Fetal and maternal contributions to risk of pre-eclampsia: population based study

British Medical Journal, May 2, 1998 by Rolv Terje Lie, Svein Rasmussen, Helge Brunborg, Hakon K. Gjessing, Erik Lie-Nielson, Lorentz M. Irgens

Introduction

Pre-eclampsia is a life threatening complication of pregnancy characterised by high blood pressure and proteinuria[1]; it occurs in about 3% of all pregnancies.[2] The aetiology of pre-eclampsia is still obscure, despite many attempts to identify possible causes.

Theoretically, both mother and fetus may contribute to the risk Pre-eclampsia may reflect problems in the close biological interaction between the two subjects.[3] Early stages in the development of pre-eclampsia may be related to poor placental perfusion,[4] possibly due to incomplete invasion of fetal trophoblast cells into the uterus and maternal resistance against such invasion. Maternal symptoms like hypertension and proteinuria may reflect the later stages of fetal and maternal strategies to compensate for poor perfusion. Current knowledge on the epidemiology of pre-eclampsia, like the particularly high risk in first pregnancies, points primarily to an effect of maternal factors.[5 6]

An immunological model for pre-eclampsia has been suggested, and studies indicate that a previous pregnancy with the same father and a longer period of sexual cohabitation with the father before conception reduces the risk.[6 7] One interpretation is that a mother adapts to imprinted antigens from the father.

A substantial risk of recurrence and a tendency of familial clustering of pre-eclampsia is well documented.[8 9] Several models of inheritance have been proposed,[10-12] and specific candidate genes that may account for maternal susceptibility have been identified.[13 14] Recently it was suggested that genetic susceptibility to pre-eclampsia was partly due to maternal inheritance by mitochondrial genes.[15]

We hypothesised that pre-eclampsia is initiated in part by the fetus and in part by maternal susceptibility. Specifically we attempted to identify any contribution from paternal genes in the fetus. We used population based family data from the Medical Birth Registry of Norway and the Central Population Register of Norway to assess these contributions. We also attempted to quantify any contribution to susceptibility from mitochondrial genes, which are transmitted only through the mother.

Subjects and methods

The Medical Birth Registry of Norway comprises all births in Norway Ace 1967 with more than 16 weeks of completed gestation (about 60 000 births a year). Births up till 1992 were included in this study. For all births the national identification number was recorded for mother and child. Father's identification was missing for 8% of the births.

Pre-eclampsia is usually recorded by the registry as a specified diagnosis. The medical birth registration form may also hold information about specific symptoms of pre-eclampsia, such as hypertension, proteinuria, or oedema during pregnancy. Our case definition included all pregnancies with a specified diagnosis of pre-eclampsia and pregnancies recorded with both pregnancy related hypertension and proteinuria.

Record linkage

By internal record linkage with the national identification numbers of mothers and fathers in the birth registry we identified 363 758 pairs of first and second pregnancies when the two children had the same mother and father; 14 266 pairs of pregnancies when the children had the same mother but different fathers; and 26 152 pairs of pregnancies where the children had the same father but different mothers. The reported number of children with either same mother and different fathers or same father but different mothers may be too low because the father of one or both children may not have been recorded.

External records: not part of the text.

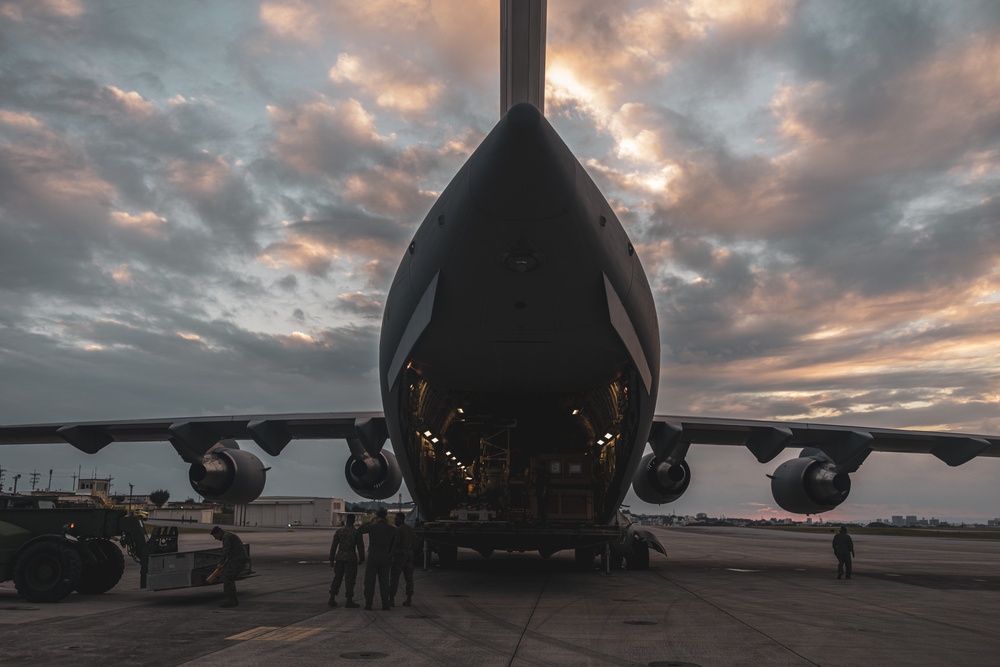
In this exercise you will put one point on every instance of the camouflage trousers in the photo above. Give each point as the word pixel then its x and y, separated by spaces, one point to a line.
pixel 346 571
pixel 406 568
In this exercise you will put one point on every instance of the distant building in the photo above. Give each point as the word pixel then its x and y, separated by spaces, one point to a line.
pixel 182 513
pixel 292 511
pixel 93 487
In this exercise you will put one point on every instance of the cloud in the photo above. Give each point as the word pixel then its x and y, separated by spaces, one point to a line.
pixel 395 83
pixel 322 139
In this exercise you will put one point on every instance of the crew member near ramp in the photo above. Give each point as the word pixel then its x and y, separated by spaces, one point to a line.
pixel 234 560
pixel 401 561
pixel 346 553
pixel 843 548
pixel 382 537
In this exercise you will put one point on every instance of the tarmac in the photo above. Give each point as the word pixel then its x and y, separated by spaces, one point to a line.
pixel 725 596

Firstly, we assessed the proposed immunological hypothesis that several pregnancies with the same father reduce the risk by comparing the risk in second pregnancies of mothers who had the same partner with risk in mothers who changed partner after their first pregnancy. We then studied the risk of recurrence of pre-eclampsia among mothers who had a second pregnancy with the same partner, mothers who had their second pregnancy with a new partner, and mothers whose second pregnancy was fathered by a man who had also fathered a pre-eclamptic pregnancy in another woman.

Analysis

The relative risk of recurrence of pre-eclampsia in a second pregnancy was used to measure the degree of association between pregnancies. These relative risks were estimated by odds ratios.[16] The statistical analyses were based on logistic regression techniques,[17] considering the risk of pre-eclampsia in the second pregnancies as the outcome and pre-eclampsia in the first pregnancy as a covariate, eliminating the effect of parity. We also adjusted for the potential confounding of mother's age and time interval between pregnancies and estimated the effect of calendar time to test for possible changes in diagnosis of pre-eclampsia over time.

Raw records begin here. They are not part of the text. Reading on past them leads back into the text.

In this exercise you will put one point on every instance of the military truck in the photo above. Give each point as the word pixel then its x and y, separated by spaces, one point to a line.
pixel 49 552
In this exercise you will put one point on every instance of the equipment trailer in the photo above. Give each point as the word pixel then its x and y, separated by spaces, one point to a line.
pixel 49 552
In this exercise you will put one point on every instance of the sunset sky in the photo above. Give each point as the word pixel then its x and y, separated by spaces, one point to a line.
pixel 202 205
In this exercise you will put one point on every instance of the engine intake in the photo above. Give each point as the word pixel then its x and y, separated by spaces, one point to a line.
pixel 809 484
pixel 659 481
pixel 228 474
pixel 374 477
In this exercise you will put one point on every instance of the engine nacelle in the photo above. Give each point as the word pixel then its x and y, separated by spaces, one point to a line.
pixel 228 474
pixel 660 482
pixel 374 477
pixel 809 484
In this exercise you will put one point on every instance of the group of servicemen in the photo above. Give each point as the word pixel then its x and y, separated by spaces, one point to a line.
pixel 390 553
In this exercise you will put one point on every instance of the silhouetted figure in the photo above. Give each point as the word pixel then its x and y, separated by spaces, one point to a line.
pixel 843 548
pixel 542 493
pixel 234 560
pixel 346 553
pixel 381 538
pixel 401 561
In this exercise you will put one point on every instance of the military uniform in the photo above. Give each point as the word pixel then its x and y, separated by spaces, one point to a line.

Next, we linked the birth registry with the population register, which contains identification numbers of parents of everyone born in Norway after 1952. We used this linkage to identify pairs of mothers in the birth registry who were sisters. Only mothers whose first pregnancy was recorded by the registry were included. Altogether, 61 186 pairs of mothers had same parents. These full sisters served as the reference group. In total 3766 pairs of mothers were half sisters with same mother but different fathers (maternal half sisters) and 4290 pairs were half sisters with same father but different mothers (paternal half sisters).